Gus Johnson Punches Another Hole in the NFL 2-Deep at Fox Sports

Gus Johnson is behaving like a college student who’s between semesters rather than a sports media personality. The play-by-play announcer is banking beer and pizza money for the remainder of the year by moonlighting on some NBA coverage for Turner Sports this spring. That’s because he’ll be burying his nose in books once Labor Day arrives.

It turns out, though, that Johnson really is going back to school in the fall.

Gus Johnson is going from Howard to Harvard

Fox Sports announcer Gus Johnson before the NCAA basketball game between Seton Hall and Villanova on March 9, 2019. | Porter Binks/Getty Images
Fox Sports announcer Gus Johnson before the NCAA basketball game between Seton Hall and Villanova on March 9, 2019. | Porter Binks/Getty Images

After growing up in Detroit as a multi-sport scholastic star, Gus Johnson went on to play baseball at Howard University, where he earned a degree in political science.

Now, three decades later, Johnson is studying in the Advanced Leadership Initiative program at Harvard. The program guides class members, who are executive-level leaders with 20 or more years of experience, into developing a social impact strategy focused on their issue of choice.

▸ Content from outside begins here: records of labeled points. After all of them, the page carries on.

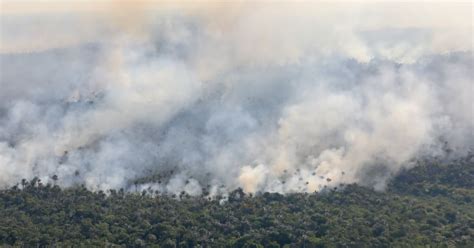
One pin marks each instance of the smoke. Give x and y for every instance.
(208, 97)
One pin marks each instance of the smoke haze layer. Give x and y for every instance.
(268, 97)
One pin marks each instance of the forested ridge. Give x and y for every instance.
(431, 205)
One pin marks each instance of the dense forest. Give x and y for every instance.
(430, 205)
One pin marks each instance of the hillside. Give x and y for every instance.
(430, 204)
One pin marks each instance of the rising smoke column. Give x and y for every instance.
(268, 97)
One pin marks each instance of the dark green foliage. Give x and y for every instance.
(428, 205)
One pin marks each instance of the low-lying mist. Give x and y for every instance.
(267, 97)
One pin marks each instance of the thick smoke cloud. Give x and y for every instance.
(267, 97)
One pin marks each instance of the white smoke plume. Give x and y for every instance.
(280, 97)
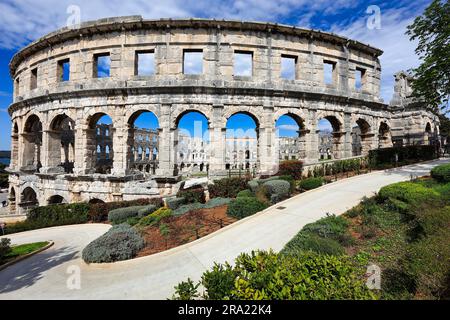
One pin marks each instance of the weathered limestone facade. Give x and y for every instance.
(44, 105)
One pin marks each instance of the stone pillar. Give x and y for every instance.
(267, 147)
(164, 168)
(217, 144)
(311, 138)
(119, 148)
(343, 141)
(80, 151)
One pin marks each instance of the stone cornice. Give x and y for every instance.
(213, 90)
(120, 24)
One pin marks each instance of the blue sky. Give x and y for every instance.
(24, 21)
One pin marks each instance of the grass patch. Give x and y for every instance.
(23, 249)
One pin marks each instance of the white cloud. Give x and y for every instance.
(27, 20)
(398, 49)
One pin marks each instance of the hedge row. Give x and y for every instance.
(265, 275)
(384, 156)
(227, 188)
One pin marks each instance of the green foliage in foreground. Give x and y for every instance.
(311, 183)
(265, 275)
(328, 235)
(244, 207)
(441, 173)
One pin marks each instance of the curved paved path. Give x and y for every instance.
(44, 276)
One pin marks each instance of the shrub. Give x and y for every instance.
(441, 173)
(291, 182)
(227, 188)
(192, 195)
(278, 190)
(155, 217)
(186, 208)
(219, 281)
(145, 211)
(118, 216)
(186, 290)
(265, 275)
(292, 168)
(98, 212)
(121, 242)
(5, 248)
(409, 192)
(311, 183)
(216, 202)
(245, 193)
(4, 180)
(175, 202)
(244, 207)
(253, 185)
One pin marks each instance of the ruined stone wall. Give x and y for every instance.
(218, 93)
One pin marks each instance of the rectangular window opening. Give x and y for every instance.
(17, 91)
(243, 63)
(64, 70)
(328, 71)
(33, 83)
(193, 61)
(102, 65)
(145, 63)
(288, 67)
(359, 78)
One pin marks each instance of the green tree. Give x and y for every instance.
(432, 77)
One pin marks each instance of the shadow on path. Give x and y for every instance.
(27, 272)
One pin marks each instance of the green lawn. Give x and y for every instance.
(24, 249)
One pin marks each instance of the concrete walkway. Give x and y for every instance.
(45, 275)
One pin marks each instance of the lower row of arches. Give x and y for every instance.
(192, 131)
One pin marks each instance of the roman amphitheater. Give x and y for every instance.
(61, 153)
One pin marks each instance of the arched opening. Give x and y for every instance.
(290, 133)
(428, 135)
(361, 138)
(99, 147)
(330, 138)
(56, 199)
(241, 141)
(32, 143)
(12, 200)
(14, 145)
(61, 144)
(28, 199)
(384, 136)
(191, 142)
(143, 136)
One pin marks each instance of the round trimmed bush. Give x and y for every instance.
(278, 189)
(253, 185)
(175, 202)
(245, 193)
(145, 211)
(441, 173)
(121, 242)
(311, 183)
(244, 207)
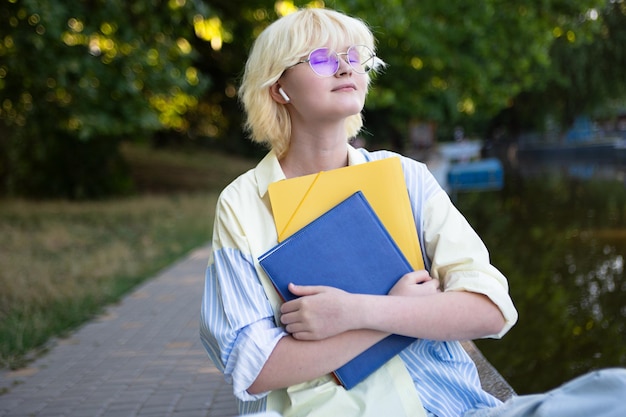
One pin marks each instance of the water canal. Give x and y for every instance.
(558, 231)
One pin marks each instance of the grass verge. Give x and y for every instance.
(62, 262)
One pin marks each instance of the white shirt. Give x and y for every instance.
(237, 325)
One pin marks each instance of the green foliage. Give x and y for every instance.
(463, 62)
(585, 76)
(78, 76)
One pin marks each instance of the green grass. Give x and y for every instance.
(62, 262)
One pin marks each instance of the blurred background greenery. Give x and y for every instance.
(78, 78)
(119, 124)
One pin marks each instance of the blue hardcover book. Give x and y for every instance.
(347, 248)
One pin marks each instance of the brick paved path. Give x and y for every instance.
(142, 358)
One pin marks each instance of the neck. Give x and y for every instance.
(314, 155)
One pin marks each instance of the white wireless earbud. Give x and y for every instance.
(282, 93)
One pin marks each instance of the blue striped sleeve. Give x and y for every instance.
(237, 322)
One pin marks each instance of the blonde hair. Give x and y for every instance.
(280, 45)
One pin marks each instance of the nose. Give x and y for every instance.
(344, 65)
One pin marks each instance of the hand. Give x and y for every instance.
(319, 312)
(415, 284)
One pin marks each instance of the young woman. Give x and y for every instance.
(303, 91)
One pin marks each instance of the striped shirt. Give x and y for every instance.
(238, 327)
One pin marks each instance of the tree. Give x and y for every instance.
(586, 73)
(77, 77)
(461, 62)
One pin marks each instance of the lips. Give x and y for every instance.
(348, 86)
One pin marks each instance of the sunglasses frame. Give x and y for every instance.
(330, 52)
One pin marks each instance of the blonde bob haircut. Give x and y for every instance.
(282, 44)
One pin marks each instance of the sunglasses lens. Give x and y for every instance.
(324, 62)
(360, 58)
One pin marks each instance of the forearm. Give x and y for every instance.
(294, 361)
(453, 315)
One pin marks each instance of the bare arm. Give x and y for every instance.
(414, 307)
(294, 361)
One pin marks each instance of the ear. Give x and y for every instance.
(278, 94)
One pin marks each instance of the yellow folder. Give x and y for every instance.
(298, 201)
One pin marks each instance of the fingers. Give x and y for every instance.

Johnson told writer and podcast host Richard Deitsch that Harvard men’s basketball coach Tommy Amaker recommended the program to him after the announcer expressed an interest in doing some college-level academic work.

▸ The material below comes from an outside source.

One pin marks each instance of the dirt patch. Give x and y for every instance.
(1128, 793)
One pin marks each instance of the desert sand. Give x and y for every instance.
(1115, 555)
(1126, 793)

Fox Sports executive knew that the schedule would require Johnson to lighten his announcing workload, but he supported the idea of entering the Harvard program anyway.

“Eric Shanks is a man that’s about growth,” Johnson said, according to Awful Announcing. “It’s because of him I got this opportunity at Turner. I asked him if I could have permission to do it, and he said yes because he thought it would be good for Fox, and he knew it would be good for me.

“That’s one reason that, if I had it my way, I would never leave Fox for the rest of my career.”

It’s an inopportune time for Gus Johnson to give up an NFL assignment

Veteran play-by-play announcer Gus Johnson has taken himself out of the mix for the network’s NFL broadcasts this fall because of the time commitment required by the Advanced Leadership Initiative program at Harvard. He does want to hang on to Saturday college football assignments to stay involved, though you won’t find Harvard-Yale or Cornell-Columbia on the Fox Sports schedule.

“My classes are on Mondays, Wednesdays, and Thursdays,” Johnson explained. “So, I’m probably going to need to call the college games on Saturday, and it’s a good thing they’re at noon, so I can call the college games on Saturday and then get a flight and get back. … At my age, the travel and prep work isn’t hard, but it’s a lot of work so I’m probably going to have to take a timeout on the NFL this year.”

If ever there was a year when he would want to be in the network’s NFL mix, this would probably be it. With Joe Buck and Troy Aikman jumping to ESPN to do Monday Night Football games, Fox must replace its No. 1 NFL crew.

While there is usually a change or two each offseason among play-by-play announcers or color commentators, losing the team at the top of the depth chart theoretically moves everyone up. Fox has already anointed Kevin Burkhardt as its new play-by-play announcer for the top weekly games, and that likely means Greg Olsen will remain at his side as the analyst.

Johnson and broadcast partner Aqib Talib, who made a good impression in his first full season in the booth, would have moved up at least one notch among the weekly crews and potentially more than that into some decent mid-level pairings.

He’s delving into some pretty heady stuff at Harvard

The second semester of the Harvard fellowship begins in September, and Gus Johnson will be analyzing subjects far beyond whether Teddy Bridgewater went through the right progressions on third down or if Falcons coach Arthur Smith should have thrown the challenge flag on a first-quarter play in a scoreless game.

“We’ll study race, human rights, mental health,” Johnson explained. “We read a bunch of case studies. We hear from some really great professors on lots of different subjects. The opioid crisis, I have a religious class and we talk about cosmic law, collective effervescence.

“It’s been a cool process, and I want to finish strong.”